An interesting bellwether in this government-private landscape is the U.S. Earlier this year, Barack Obama announced his new, intensified stance regarding the management of cybersecurity, which outlines standards that companies operating infrastructure should follow in order to protect from cyberattacks. This executive order has sparked debate around the world – including in South Africa. The US is now focusing on developing an order that will make it easier for private companies to share information about cyberattacks with the government, which will ensure a safe and accessible way to highlight a threat before it hits elsewhere.
In South Africa, the threat is beginning to be taken seriously by the government as well. However, even though the South African Police Service has introduced an electronic crime unit, it acknowledges that there is a lack of awareness and education about the risks associated with cybercrime in general, as well as the importance of reporting suspicious cybercrime activities.
The South African Cyber Threat Barometer points out a number of collaborative initiatives that need to be considered in the South African context. To start, government, with the support of a team of private sector collaborators, needs to implement relevant cybercrime and identity theft legislation to officiate the rules on what is actually punishable. The next step is to pool all the available resources, both public and private sector, and form a united front of cybercrime warriors with clear roles and methods for collaboratively fighting the problem.
Of course, every superhero unit needs financial backing, and though some efforts have been made in the past, government still needs to place cybercrime nearer the top of its priority list.

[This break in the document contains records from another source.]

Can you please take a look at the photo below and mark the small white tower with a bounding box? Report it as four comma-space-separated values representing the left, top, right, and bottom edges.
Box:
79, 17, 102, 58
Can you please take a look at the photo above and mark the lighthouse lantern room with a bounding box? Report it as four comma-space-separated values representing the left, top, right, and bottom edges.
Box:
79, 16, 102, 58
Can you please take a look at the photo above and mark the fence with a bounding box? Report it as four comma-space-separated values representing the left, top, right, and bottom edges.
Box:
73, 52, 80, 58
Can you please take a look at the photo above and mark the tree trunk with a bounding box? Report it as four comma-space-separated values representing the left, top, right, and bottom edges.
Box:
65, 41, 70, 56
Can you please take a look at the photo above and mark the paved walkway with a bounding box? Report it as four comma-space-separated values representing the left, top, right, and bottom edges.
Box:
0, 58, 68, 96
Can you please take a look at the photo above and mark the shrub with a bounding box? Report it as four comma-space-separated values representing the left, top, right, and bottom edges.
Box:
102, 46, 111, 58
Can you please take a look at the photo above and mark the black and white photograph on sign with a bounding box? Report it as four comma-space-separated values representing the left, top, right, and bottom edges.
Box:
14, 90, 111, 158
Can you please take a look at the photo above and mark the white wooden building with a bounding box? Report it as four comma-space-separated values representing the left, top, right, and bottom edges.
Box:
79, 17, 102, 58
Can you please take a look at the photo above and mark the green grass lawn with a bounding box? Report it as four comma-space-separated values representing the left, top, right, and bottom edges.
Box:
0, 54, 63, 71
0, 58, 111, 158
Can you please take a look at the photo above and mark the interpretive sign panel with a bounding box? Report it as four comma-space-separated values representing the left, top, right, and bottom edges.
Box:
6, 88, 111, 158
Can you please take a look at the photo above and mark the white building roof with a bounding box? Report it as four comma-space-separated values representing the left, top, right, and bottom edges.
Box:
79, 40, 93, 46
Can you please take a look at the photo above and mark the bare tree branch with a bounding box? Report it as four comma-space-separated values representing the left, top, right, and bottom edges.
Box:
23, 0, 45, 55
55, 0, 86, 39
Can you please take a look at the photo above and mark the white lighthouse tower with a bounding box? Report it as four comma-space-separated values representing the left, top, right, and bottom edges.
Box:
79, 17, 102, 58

Perhaps with some encouragement from the private sector, the government will pull out ‘the big guns’ and increase their focus on improving the policies and units we already have in place as well as develop new bodies to address the issue.
While this happens, Mimecast will continue to play its part in protecting customers from the threats they face and educating the wider market about the risks and steps we can all make to mitigate them, and by doing so, better protect ourselves, and our wider economy and society.